As illustrated in FIG. 7, in the reference current source 100, the voltage division ratio of the voltage division circuit 130 is adjusted, and a gate voltage lower than the cross point X illustrated in FIG. 6 is set to be applied to the gate of the output MOS transistor 140. The reference voltage Vref output by the reference voltage circuit 110 decreases as the ambient temperature rises, so the gate voltage of the output MOS transistor 140 applied through the voltage division circuit 130 also decreases as the ambient temperature rises. Then, as the ambient temperature rises, the gate voltage decreases, but the drain current increases accordingly, resulting in less dependence of the reference current Iref on the temperature.

In this way, since the drain current of the output MOS transistor 140 increases even if the ambient temperature rises and the reference voltage Vref of the reference voltage circuit 110 decreases, this reference current source 100 is capable of supplying a stable reference current Iref against changes in ambient temperature.

Next, a specific example will be described with reference to FIG. 8 to FIG. 10 in addition to FIG. 1. In the depletion type MOS transistor 111, the gate electrode 111g was of the N+ type with a concentration of 1.0×10²⁰ atoms/cm³ or more, and the thickness of the gate oxide film was 25 nm. Also, in the depletion type MOS transistor 111, the impurity concentration at the channel 111c was adjusted so that the threshold voltage Vtnd was −0.29V. Then, the temperature characteristic of the gate voltage-drain current characteristic per unit channel length and unit channel width of the depletion type MOS transistor 111 is illustrated in FIG. 8. The gate voltage at the cross point X was 0.22V. The enhancement type MOS transistor 112 was the same as the depletion type MOS transistor 111 except that the gate electrode 112g was of a P+ type.

In the case where the reference voltage circuit 110 was formed by these depletion type MOS transistor 111 and enhancement type MOS transistor 112, as illustrated in FIG. 9, the reference voltage Vref was 1.13V at room temperature (25° C.), and the temperature characteristic was −0.35 mV/° C.

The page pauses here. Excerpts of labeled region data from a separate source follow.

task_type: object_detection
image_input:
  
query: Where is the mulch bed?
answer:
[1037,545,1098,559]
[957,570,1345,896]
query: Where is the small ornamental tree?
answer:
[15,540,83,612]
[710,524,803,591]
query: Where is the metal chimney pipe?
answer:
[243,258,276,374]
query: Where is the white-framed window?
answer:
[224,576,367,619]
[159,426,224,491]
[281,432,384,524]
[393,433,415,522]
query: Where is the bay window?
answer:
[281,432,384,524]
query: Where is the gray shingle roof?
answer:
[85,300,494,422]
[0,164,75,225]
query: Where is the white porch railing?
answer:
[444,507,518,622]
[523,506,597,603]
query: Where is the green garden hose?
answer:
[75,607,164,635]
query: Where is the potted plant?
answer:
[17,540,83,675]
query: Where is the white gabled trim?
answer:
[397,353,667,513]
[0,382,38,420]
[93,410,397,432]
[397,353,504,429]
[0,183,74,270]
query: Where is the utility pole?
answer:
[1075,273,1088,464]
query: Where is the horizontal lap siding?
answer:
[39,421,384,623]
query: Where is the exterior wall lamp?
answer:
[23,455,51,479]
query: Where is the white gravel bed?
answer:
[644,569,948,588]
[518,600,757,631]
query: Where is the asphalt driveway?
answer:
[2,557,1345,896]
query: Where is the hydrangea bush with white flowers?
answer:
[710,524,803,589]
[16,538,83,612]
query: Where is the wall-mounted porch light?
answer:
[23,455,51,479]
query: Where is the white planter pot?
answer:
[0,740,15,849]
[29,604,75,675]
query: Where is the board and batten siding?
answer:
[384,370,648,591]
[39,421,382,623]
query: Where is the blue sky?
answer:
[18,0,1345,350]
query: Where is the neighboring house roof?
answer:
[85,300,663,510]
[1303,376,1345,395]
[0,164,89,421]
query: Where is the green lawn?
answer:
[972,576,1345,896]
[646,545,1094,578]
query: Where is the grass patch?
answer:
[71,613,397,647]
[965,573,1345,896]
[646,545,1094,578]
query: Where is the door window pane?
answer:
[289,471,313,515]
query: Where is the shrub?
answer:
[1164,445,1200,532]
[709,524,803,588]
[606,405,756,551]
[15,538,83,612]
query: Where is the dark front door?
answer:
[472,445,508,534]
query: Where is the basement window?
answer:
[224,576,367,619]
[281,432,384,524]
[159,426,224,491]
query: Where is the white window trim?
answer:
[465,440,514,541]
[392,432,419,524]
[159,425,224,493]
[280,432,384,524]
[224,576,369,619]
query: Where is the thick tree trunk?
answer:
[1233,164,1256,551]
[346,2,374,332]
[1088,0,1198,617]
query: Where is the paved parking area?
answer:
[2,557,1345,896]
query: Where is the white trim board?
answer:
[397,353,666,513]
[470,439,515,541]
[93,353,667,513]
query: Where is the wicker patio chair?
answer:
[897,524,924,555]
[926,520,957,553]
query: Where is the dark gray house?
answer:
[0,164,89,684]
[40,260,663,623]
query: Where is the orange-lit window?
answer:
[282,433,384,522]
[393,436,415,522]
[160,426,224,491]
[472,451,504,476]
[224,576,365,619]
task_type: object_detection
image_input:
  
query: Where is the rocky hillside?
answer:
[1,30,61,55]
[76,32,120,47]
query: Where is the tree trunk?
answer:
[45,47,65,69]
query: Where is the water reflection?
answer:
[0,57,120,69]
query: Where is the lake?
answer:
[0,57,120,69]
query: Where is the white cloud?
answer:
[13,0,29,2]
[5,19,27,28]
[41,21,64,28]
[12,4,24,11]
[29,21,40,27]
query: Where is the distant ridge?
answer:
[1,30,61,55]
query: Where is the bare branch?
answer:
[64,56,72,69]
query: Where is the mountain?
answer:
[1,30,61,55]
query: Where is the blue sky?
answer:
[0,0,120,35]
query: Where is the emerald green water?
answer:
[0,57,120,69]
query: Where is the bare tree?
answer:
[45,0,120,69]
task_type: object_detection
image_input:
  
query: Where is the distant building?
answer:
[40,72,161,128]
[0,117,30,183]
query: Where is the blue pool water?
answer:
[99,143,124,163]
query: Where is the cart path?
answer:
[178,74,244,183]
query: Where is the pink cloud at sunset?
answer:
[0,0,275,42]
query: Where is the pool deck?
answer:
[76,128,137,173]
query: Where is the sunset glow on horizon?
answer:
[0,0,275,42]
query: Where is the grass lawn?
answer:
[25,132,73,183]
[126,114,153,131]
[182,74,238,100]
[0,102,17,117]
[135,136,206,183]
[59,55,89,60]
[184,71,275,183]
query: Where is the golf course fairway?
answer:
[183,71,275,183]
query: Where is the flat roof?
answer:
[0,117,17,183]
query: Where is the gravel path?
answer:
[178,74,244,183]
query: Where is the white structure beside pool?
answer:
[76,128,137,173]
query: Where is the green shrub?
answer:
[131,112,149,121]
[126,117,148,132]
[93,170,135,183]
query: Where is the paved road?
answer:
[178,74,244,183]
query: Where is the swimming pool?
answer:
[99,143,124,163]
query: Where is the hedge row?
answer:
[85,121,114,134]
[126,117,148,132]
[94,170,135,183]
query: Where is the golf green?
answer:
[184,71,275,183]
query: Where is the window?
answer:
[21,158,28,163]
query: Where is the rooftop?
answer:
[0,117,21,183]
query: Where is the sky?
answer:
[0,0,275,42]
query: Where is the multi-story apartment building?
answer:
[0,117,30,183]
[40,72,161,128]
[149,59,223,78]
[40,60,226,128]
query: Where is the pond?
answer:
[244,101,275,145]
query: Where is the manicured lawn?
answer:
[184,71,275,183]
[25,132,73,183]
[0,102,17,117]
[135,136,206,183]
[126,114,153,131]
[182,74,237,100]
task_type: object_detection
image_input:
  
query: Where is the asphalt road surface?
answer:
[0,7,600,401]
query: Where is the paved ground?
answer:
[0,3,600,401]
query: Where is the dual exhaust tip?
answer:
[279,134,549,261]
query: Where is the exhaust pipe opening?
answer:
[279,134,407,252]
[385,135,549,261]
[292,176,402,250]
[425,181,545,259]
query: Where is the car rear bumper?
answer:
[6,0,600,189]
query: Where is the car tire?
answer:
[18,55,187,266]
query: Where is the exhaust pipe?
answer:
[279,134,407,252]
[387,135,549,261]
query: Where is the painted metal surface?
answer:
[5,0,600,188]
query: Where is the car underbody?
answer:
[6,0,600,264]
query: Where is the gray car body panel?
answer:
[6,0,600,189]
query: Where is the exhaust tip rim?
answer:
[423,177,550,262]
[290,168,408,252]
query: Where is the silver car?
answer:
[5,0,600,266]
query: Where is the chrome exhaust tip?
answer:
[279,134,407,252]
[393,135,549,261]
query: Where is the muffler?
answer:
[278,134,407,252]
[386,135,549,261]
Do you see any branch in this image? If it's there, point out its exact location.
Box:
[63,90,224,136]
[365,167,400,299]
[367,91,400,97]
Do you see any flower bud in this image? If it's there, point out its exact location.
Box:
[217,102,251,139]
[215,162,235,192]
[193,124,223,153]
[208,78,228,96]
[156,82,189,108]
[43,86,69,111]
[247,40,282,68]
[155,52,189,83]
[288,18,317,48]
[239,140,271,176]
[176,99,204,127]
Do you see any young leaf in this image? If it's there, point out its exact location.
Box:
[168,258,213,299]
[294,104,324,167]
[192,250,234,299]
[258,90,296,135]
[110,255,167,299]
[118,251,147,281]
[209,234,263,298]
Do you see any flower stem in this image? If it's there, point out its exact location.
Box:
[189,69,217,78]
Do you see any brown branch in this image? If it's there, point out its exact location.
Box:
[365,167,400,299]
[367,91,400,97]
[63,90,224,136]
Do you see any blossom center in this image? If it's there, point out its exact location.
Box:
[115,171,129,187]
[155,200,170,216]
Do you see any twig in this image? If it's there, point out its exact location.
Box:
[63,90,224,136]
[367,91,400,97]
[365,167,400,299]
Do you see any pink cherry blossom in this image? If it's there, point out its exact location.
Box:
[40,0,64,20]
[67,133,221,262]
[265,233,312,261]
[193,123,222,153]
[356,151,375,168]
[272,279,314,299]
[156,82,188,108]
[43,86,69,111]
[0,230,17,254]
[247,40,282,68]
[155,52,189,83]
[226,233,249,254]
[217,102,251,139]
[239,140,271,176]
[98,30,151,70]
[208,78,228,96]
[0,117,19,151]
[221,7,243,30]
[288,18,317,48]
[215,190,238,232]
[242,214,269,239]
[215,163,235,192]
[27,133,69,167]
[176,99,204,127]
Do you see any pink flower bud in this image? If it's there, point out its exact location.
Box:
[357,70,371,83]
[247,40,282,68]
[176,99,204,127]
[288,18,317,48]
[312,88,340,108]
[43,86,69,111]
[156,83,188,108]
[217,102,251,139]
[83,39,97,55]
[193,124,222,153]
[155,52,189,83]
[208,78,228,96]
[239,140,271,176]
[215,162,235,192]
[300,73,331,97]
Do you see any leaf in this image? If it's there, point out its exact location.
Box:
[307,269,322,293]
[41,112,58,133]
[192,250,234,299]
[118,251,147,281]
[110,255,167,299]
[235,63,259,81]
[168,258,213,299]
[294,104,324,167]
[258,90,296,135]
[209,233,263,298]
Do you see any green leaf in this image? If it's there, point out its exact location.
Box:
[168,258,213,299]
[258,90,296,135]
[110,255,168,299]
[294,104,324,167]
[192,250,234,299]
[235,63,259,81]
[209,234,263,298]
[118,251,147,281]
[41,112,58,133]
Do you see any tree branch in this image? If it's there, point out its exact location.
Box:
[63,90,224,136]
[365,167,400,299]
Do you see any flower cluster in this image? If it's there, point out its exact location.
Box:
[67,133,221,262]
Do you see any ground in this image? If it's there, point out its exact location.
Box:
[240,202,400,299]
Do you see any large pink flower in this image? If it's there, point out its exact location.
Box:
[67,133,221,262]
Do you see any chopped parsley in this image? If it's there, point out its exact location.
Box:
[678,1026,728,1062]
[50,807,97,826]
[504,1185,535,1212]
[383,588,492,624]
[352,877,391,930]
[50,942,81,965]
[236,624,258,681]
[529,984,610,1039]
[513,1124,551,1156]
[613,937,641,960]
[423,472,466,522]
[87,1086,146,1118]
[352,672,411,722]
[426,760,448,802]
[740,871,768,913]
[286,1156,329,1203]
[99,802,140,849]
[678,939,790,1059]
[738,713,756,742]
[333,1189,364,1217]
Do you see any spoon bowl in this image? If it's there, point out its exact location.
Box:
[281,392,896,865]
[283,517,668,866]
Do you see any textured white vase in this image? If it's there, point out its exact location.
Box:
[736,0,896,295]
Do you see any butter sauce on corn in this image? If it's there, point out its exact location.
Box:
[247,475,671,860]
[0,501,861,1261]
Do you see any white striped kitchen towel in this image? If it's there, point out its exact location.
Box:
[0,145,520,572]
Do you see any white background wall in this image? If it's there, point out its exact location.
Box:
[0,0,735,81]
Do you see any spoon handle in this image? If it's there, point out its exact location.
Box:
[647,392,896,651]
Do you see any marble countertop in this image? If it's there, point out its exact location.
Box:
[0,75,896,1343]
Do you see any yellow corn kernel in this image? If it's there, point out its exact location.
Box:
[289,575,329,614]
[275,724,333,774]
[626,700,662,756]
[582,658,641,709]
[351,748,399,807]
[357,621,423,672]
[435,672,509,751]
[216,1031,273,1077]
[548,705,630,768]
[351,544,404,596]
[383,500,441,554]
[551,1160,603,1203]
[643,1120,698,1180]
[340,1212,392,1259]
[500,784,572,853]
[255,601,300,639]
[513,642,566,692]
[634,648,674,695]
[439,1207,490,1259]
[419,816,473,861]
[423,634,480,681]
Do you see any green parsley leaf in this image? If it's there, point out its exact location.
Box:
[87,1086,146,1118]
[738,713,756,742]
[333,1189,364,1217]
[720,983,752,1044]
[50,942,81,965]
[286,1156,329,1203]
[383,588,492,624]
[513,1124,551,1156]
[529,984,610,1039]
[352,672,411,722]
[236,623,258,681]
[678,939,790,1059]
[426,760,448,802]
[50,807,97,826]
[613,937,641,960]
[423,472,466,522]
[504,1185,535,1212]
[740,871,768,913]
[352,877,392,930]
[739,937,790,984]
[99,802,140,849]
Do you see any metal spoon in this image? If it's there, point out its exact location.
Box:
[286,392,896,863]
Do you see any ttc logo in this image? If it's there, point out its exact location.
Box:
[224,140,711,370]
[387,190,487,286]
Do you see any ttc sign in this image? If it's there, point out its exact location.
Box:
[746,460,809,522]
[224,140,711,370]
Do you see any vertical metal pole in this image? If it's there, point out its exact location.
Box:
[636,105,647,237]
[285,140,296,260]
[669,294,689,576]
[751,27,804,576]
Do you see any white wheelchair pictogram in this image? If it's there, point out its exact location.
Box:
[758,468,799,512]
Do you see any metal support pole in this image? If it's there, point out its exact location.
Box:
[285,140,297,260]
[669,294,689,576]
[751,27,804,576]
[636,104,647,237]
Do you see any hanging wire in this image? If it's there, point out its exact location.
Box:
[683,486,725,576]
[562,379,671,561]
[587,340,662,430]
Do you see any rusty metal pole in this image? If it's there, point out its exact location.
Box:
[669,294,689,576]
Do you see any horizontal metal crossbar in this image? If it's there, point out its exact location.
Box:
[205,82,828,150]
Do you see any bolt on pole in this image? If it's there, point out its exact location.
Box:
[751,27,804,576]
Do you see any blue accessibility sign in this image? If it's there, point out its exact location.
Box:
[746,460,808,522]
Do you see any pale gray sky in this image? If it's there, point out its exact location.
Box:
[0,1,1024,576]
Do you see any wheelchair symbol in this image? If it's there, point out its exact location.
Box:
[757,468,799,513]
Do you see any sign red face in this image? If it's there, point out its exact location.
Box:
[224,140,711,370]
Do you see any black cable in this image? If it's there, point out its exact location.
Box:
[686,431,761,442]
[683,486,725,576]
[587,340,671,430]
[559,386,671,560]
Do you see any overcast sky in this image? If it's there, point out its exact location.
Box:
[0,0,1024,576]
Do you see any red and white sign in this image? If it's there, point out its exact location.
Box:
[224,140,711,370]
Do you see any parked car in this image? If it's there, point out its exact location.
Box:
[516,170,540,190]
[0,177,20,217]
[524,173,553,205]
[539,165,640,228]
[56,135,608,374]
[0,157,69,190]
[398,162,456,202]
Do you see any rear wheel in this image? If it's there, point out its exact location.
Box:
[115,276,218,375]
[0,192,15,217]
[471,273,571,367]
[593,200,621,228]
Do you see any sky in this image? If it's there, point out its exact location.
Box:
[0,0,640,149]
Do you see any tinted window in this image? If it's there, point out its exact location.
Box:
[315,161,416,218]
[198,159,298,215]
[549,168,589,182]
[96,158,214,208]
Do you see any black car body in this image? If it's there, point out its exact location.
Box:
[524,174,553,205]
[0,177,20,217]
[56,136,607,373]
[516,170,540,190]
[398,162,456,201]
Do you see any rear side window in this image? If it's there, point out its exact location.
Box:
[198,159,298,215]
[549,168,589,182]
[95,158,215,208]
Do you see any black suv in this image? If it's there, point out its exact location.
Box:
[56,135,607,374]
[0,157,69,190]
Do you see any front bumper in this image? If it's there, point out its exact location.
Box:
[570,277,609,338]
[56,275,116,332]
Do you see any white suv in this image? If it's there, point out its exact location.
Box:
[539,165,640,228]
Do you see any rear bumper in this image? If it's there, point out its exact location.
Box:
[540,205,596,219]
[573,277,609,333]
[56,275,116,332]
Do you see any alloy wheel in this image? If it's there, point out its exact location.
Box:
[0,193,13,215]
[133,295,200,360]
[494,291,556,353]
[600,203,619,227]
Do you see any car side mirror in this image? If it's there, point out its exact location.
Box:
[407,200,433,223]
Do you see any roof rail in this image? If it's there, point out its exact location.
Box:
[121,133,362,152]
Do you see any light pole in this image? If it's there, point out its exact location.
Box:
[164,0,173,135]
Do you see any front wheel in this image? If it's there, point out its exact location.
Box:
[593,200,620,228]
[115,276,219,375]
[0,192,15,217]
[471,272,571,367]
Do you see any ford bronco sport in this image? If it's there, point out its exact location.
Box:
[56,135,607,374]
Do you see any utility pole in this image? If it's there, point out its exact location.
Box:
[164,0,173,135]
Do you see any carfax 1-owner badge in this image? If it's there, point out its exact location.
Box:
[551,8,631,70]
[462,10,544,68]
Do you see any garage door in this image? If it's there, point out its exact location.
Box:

The voltage division circuit 130 divided this reference voltage Vref at a voltage division ratio of 0.82:0.18 and output a divided voltage Vdiv of 0.20V to the output MOS transistor 140 at room temperature (25° C.). Further, the temperature characteristic of the divided voltage Vdiv is illustrated in the graph on the left of FIG. 10.

Since the output MOS transistor 140 was formed by the same process as the depletion type MOS transistor 111, the gate voltage-drain current characteristic was the same as the depletion type MOS transistor 111 (see FIG. 8). That is, the gate terminal 140G of the output MOS transistor 140a received the divided voltage Vdiv of 0.20V, which is lower than the gate voltage of 0.22V as the cross point X, at room temperature (25° C.). Then, as illustrated in FIG. 10, the reference current source 100 was able to supply the drain current, that is, the reference current Iref, in which temperature fluctuations were sufficiently suppressed.

The divided voltage Vdiv which should be applied to the gate terminal so as to suppress the temperature fluctuations changes as the threshold voltage of the output MOS transistor 140 changes. In this specific example, the threshold voltage of the output MOS transistor 140 was −0.29V, the voltage at the cross point X was 0.22V, and the difference therebetween was 0.51V. By setting a predetermined voltage division ratio to obtain a divided voltage which is, for any threshold voltage, added with a difference (0.49V) which is smaller than the difference (0.51V) with the voltage at the cross point X, the reference current source 100 is capable of supplying a stable reference current Iref against the changes in ambient temperature.

Modified Example

To make the divided voltage Vdiv to be 0V or above and the gate voltage-drain current characteristic of the output MOS transistor 140 to be a voltage lower than the cross point X, the voltage division circuit 130 may be provided with a trimming circuit which is capable of adjusting the divided voltage Vdiv.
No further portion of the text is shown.